Un po' condizionato dalla baraccata di premi che si è portato a casa, un po' incuriosito dalla riflessione scritta a proposito da Francesco Piccolo, un po' perché andare al cinema è sempre bello, ieri pomeriggio ho visto The Artist.
E ora sarebbe tanto invitante scrivere che è una vaccata di film, scalare la montagna dell'orientamento automatico di certe snobberie cinematografiche, avventurarsi nella denuncia del conformismo di molti critici e recensori con il loro pubblico di lettori al seguito: elitario e al tempo stesso nostalgico dei cari vecchi tempi suoi.
Sarebbe altrettanto invitante celebrare The Artist come opera trasgressiva dal punto di vista espressivo e vincente sul piano commerciale, evidenziare il gioco di specchi fra l'ambientazione Anni Venti e la più sostanziosa serie di riferimenti agli Anni Quaranta, cesellare la dolcezza espressiva di una regia leggera e disperata insieme.

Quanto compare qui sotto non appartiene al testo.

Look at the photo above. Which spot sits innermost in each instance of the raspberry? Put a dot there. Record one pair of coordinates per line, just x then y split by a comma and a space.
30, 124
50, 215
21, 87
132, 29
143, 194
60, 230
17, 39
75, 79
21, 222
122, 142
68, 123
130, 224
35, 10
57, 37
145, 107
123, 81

Il problema è che a me The Artist è -semplicemente, banalmente, sostanzialmente- piaciuto. E' un bel film, una bella metapippa che sfrutta il passaggio dal muto al sonoro -che forse Piccolo sopravvaluta, rispettivamente agli equilibri di forma e contenuto- per raccontare una storia d'amore e mettere in piedi un finale gustosissimo. Un bel film, dall'inizio alla fine: come ne ho visti a centinaia.